Farmers For Action Northern Ireland (FFA NI) is hoping that the reinstatement of power-sharing at Stormont gives the green light for the Northern Ireland Farm Welfare Bill to go forward.

The bill, if enacted, will return farmers in Northern Ireland a minimum of the cost of production, inflation-linked, plus a margin, across all the food produced on NI farms.

FFA NI and other supporting organisations, such as the NI Livestock Auctioneers Association, under the banner of the Northern Ireland Farm Group, have restarted their lobbying for the bill to be introduced.

See also: Tighter trade rules for meat moving to Northern Ireland

FFA NI co-ordinator William Taylor told Farmers Weekly: “If the bill is enacted, it will return farmers in Northern Ireland a minimum price of the cost of production inflation-linked, plus a margin for their produce across all the food grown in Northern Ireland.

“The influence of this bill within Northern Ireland will fan out to southern Ireland, England, Scotland, Wales and further afield into Europe.”

To date, the Ulster Farmers’ Union hierarchy has not given its support to the bill. However, almost every other farming-connected organisation in NI has shown its support.
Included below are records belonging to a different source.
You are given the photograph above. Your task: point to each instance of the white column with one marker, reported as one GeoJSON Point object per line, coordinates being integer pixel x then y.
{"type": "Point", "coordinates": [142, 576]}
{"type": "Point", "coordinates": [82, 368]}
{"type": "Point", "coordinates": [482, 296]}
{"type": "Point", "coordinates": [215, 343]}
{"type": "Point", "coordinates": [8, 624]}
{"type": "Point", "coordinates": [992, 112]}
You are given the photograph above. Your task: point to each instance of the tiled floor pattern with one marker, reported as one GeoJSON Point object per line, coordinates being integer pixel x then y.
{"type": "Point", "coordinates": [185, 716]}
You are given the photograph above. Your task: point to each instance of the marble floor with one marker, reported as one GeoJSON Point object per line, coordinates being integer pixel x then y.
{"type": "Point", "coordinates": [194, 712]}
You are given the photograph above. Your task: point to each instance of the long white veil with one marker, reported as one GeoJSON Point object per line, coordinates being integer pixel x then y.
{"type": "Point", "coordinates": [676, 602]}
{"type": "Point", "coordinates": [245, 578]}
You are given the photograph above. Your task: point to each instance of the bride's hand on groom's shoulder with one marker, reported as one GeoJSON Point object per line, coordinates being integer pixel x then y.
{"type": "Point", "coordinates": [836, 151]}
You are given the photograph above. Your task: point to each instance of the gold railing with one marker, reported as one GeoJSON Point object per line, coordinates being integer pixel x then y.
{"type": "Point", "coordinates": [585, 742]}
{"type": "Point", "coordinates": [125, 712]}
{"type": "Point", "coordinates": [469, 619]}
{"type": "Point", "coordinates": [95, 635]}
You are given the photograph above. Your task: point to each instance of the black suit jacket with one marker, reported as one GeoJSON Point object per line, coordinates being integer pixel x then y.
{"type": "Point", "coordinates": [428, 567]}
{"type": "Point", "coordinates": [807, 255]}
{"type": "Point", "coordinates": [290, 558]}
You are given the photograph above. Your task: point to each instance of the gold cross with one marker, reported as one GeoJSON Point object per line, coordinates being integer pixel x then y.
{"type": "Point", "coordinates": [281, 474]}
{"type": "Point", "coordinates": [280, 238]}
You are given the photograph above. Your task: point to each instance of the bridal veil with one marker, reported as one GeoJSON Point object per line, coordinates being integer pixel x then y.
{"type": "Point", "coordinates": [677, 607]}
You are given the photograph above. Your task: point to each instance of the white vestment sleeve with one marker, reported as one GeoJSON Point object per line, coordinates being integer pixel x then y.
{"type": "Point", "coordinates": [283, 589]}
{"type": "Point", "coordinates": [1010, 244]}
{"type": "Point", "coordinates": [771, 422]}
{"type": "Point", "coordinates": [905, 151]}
The NI Department of Agriculture, Environment and Rural Affairs (Daera) does not support the bill.

Farmers ‘taken for granted’

Mr Taylor said FFA NI sympathised with farmers in Europe currently protesting, including France and Germany, because for too long farmers had been taken for granted.

“The last three years of inflationary increases and increased costs on farms across Europe had brought this to a head as being the straw that broke the camel’s back,” he added.

Official UK government figures show that 25% of farming businesses were living below the poverty line between 2014 and 2017 – and FFA NI maintains that this figure will have gone up considerably since then with the phased removal of direct support.

“In the 1970s or 80s, talk about farmers needing help from charities would have been laughed at, but this is the reality of where we are at now,” said Mr Taylor.

“Farmers used to be the charity givers, not the charity receivers, which is where we need to be.”

FFA NI says farm support has halved in real terms over the past 23 years due to rising inflation and payments from governments being diverted into environmental schemes.

Over time, Daera is expected to follow the examples set in England and Wales where agriculture will be driven by the environment and, as a consequence, direct support for farmers is set to diminish even further.

“If farmers are going to have to deal with less direct support and everything that climate change and weather extremes bring then anything less than the NI Farm Welfare Bill will not suffice,” said Mr Taylor.

“In other words, from this point onwards farmers need to be paid properly for what they produce in order to deal with climate change, increasing costs and agflation, food security and diminishing support.”

Bill progress impeded

The NI Farm Welfare Bill (PDF) was originally conceived in 2013 and collectively put together by NI farm groups, co-ordinated by Mr Taylor.

The bill has been ready to be enacted since 2020, but the Covid pandemic and the Stormont assembly falling in 2022 have impeded its progress. “If ever there is time for such a bill, it’s now,” said Mr Taylor.

After a two-year deadlock, the NI Executive is expected to appoint new ministers in a matter of days, including a new farming minister. The news has given fresh hope to farmers in Northern Ireland that their sector will finally see a foundation put under farmgate prices.